Dual unitaries as maximizers of the distance to local product gates

Abstract

TThe problem of finding the resource free, closest local unitary, to any bipartite unitary gate $U$ is addressed. Previously discussed as a measure of nonlocality, the distance $K_D(U)$ to the nearest product unitary has implications for circuit complexity and related quantities. Dual unitaries, currently of great interest in models of complex quantum many-body systems, are shown to have a preferred role as these are maximally and equally away from the set of local unitaries. This is proved here for the case of qubits and we present strong numerical and analytical evidence that it is true in general. An analytical evaluation of $K_D(U)$ is presented for general two-qubit gates. For arbitrary local dimensions, that $K_D(U)$ is largest for dual unitaries, is substantiated by its analytical evaluations for an important family of dual-unitary and for certain non-dual gates. A closely allied result concerns, for any bipartite unitary, the existence of a pair of maximally entangled states that it connects.

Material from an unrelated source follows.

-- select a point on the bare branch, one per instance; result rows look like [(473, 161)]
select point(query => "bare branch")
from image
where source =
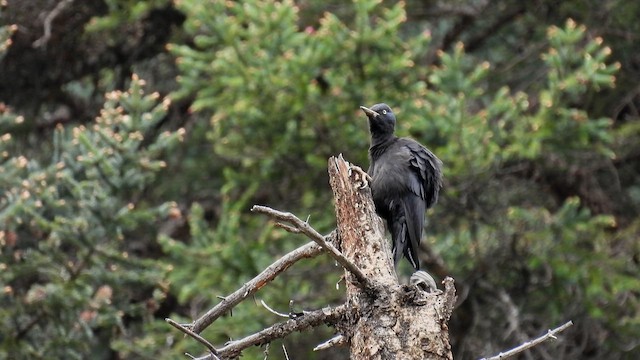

We give efficient numerical algorithms to find such states and to find $K_D(U)$ in general.

Figures (5)

• Figure 1: A caricature of the geometry of $K_D(U)$. For a given bipartite unitary operator, the projection to the subset of local unitary products is found, and the distance is calculated.
• Figure 2: The distance to local gates, $K_D(U)$, plotted as a color map in the space of entangling properties of the gate. We observe that the highest values are attained on the dual-unitary boundary line.
• Figure 3: UBB demonstrated for a sample of random bipartite unitaries $V$ with $d=3$. The inset shows the approach to the maximum entropy $2/3$ via the difference $\Delta_n=2/3-(1-\tr\rho_n^2)$.
• Figure 4: $K_D(U)$ obtained from the algorithm vs the corresponding analytical lower bound $K_D^*(U)$. This is displayed for random unitaries from CUE of size $d^2=9$, and random unitaries in the neighborhood of dual unitaries (also magnified in the inset), number of samples taken in each case is $10^3$. The horizontal solid line is at $K_D^2(U)=K_D^{*2}=12$, and the dashed line is the equality $K_D^2(U)=K_D^{*2}$.
• Figure 5: $K_D(U)$ obtained from the algorithm vs the corresponding analytical lower bound $K_D^*(U)$. This is displayed for random diagonal unitaries of size $d^2=9$, and random unitaries in the neighborhood of $\mathcal{D}_H$ (also magnified in the inset), number of samples taken in each case is $10^3$. The horizontal solid line is at $K_D^{2}(\mathcal{D}_H)=18-9\sqrt{3}\approx 7.6$, and the dashed line is the equality $K_D^2(U)=K_D^{*2}$.